The study has several weaknesses. First, it was limited by the relatively small number of adverse events resulting in large confidence intervals. For the same reason, we were unable to adjust for all potentially confounding factors. However, adjustment for several confounders was made for the combined complications, and for the complications infection and dislocation alone we adjusted for the most important confounders. Second, obese and nonobese patients differed by several baseline characteristics, which could be due to differences in the adverse events following primary THA and/or differential selection at the time of indication for primary or revision arthroplasty. Because 2 different clinical scores evaluating pain, function, and mobility were used at baseline and at followup, we were unable to analyze score differences. No information on intraoperative bone quality was available, but reports have shown that obese subjects tend to have greater bone mineral density and a lower risk of hip fractures (51–53). In addition, the need for an acetabular ring indicating insufficient acetabular bone stock was higher in the nonobese group, and severity of revision based on bone stock loss was not found to be significantly related to pain and function in the study by Davis et al. Finally, our study was conducted at 1 large academic center; however, baseline characteristics and indications for revisions did not substantially differ from descriptions of other hospital- or community-based revision cohorts in the literature (30, 54–56). Further studies including a larger number of patients are needed to assess external validity and to evaluate the extent to which different techniques and implants can influence the results.

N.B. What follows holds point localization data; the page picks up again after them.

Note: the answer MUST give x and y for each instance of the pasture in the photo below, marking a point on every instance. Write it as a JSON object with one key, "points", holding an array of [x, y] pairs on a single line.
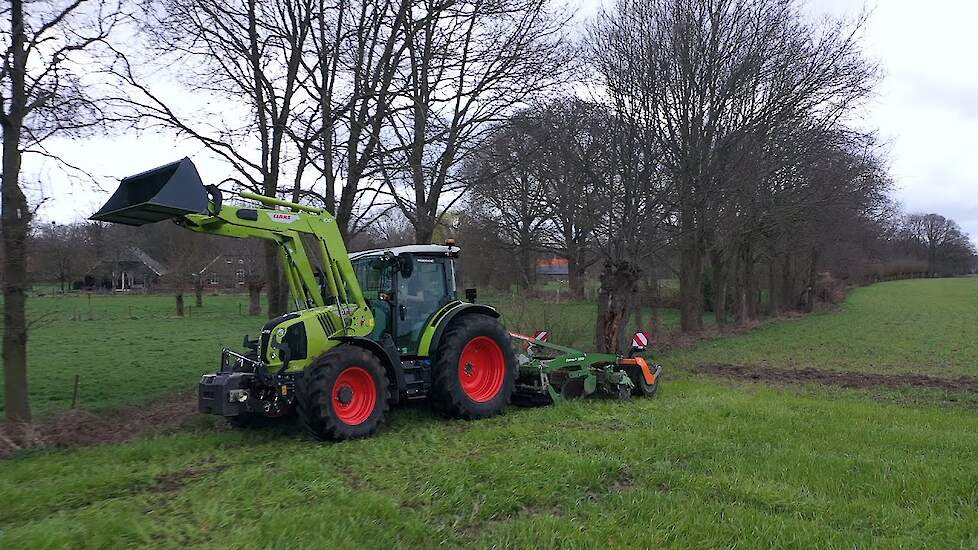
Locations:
{"points": [[706, 463]]}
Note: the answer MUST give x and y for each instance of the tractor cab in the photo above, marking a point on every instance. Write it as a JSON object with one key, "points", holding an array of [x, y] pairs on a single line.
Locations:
{"points": [[405, 287]]}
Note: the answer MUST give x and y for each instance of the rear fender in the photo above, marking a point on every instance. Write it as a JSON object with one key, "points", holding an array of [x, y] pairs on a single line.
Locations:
{"points": [[444, 317]]}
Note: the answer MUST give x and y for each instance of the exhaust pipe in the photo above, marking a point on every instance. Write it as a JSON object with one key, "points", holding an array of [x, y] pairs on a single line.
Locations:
{"points": [[170, 191]]}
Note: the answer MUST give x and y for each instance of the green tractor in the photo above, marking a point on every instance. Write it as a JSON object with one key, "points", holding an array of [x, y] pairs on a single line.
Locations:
{"points": [[368, 330]]}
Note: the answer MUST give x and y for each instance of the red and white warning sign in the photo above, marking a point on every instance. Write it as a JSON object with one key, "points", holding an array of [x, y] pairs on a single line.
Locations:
{"points": [[640, 340]]}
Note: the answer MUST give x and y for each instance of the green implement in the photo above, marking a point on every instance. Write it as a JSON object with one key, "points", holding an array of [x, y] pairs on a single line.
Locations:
{"points": [[367, 330], [550, 373]]}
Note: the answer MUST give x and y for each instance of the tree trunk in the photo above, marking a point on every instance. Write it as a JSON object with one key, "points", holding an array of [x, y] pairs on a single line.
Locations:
{"points": [[691, 281], [254, 299], [744, 301], [616, 294], [277, 301], [15, 219], [424, 228], [773, 299], [719, 287], [575, 277], [15, 222], [788, 294]]}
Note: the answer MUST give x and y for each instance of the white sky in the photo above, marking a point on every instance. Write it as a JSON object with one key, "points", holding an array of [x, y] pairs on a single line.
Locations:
{"points": [[926, 110]]}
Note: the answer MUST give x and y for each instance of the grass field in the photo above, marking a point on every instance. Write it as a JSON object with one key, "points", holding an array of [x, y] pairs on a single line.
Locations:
{"points": [[130, 348], [912, 326], [704, 464]]}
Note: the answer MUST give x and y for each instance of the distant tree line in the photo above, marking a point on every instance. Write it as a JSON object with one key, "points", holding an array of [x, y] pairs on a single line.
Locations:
{"points": [[704, 140]]}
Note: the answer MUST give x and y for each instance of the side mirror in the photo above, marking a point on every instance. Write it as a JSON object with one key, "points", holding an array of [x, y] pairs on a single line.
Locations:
{"points": [[405, 264]]}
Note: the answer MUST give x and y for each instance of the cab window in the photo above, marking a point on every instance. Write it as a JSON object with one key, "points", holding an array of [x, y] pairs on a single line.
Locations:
{"points": [[374, 278]]}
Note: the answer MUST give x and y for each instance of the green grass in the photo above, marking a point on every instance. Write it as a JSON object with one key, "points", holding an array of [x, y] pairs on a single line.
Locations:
{"points": [[919, 326], [705, 464], [125, 348], [130, 348]]}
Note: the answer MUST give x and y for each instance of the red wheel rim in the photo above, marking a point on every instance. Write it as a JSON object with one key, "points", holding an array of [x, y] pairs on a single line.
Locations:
{"points": [[481, 369], [354, 396]]}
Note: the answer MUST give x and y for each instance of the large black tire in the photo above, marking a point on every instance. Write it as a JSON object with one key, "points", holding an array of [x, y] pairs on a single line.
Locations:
{"points": [[474, 369], [344, 395]]}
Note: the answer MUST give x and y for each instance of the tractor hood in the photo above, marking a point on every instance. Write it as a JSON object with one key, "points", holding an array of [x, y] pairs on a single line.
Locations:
{"points": [[163, 193]]}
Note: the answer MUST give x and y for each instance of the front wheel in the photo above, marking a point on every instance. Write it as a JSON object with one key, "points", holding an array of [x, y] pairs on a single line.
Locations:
{"points": [[475, 369], [344, 395]]}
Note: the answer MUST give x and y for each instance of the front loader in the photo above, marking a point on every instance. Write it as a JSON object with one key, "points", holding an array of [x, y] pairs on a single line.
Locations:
{"points": [[368, 329]]}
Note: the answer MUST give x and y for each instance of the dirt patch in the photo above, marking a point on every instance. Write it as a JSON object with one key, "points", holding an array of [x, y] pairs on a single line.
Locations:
{"points": [[674, 340], [84, 429], [859, 380]]}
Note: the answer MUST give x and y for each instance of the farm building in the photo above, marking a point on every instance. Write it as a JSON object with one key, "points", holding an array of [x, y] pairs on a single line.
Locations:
{"points": [[553, 268], [127, 269], [226, 271]]}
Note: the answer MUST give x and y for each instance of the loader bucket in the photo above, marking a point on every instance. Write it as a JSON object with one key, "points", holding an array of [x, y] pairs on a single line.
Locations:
{"points": [[163, 193]]}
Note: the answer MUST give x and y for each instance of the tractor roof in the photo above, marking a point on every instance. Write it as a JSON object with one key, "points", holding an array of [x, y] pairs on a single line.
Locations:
{"points": [[431, 249]]}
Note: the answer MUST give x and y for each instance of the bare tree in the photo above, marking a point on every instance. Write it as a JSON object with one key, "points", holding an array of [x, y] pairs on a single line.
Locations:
{"points": [[467, 63], [357, 48], [508, 194], [709, 73], [243, 53], [46, 47]]}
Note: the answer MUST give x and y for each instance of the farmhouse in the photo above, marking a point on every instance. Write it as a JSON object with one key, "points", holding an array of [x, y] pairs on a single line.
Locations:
{"points": [[126, 269]]}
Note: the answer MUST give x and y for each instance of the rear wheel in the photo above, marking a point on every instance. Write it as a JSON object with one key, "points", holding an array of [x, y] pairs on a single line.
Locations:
{"points": [[475, 369], [344, 395]]}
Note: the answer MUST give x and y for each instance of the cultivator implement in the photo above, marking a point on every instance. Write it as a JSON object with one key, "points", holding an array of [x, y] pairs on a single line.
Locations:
{"points": [[549, 373], [367, 330]]}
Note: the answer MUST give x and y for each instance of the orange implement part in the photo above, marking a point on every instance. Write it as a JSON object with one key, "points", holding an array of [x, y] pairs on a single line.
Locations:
{"points": [[646, 371]]}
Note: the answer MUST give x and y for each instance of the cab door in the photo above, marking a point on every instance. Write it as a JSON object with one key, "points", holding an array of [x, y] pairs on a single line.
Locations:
{"points": [[420, 293]]}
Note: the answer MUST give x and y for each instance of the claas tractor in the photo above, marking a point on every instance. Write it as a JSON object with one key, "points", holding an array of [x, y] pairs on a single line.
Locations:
{"points": [[368, 330]]}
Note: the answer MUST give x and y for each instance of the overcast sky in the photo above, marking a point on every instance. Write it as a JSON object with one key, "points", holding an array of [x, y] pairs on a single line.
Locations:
{"points": [[926, 111]]}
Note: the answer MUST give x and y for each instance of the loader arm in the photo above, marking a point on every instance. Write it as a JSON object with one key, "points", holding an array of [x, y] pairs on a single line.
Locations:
{"points": [[175, 192], [285, 228]]}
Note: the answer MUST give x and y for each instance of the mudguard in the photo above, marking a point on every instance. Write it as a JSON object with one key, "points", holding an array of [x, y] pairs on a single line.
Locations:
{"points": [[388, 358], [435, 327]]}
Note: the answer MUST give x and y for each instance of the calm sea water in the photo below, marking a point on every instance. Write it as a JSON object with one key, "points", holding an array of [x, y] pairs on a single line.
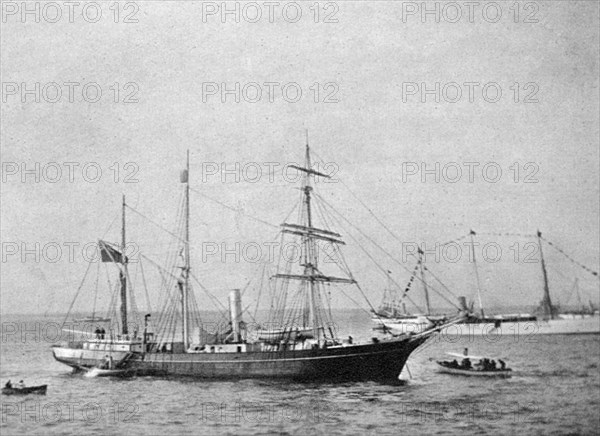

Revision THA is a technically-challenging intervention, particularly in obese patients, probably because of more difficult anatomical conditions. Our results revealed that obesity was associated with higher event rates; notably, surgical site infection and dislocation. Furthermore, we found moderately lower HHS with higher levels of pain 5 years postoperative. Surgeons, patients, and referring physicians should be aware of an increased risk of adverse events in this patient group. Further studies are necessary to evaluate whether changes in medical preparation, surgical technique, and implant choice can help reduce the adverse event rate in obese patients undergoing revision THA.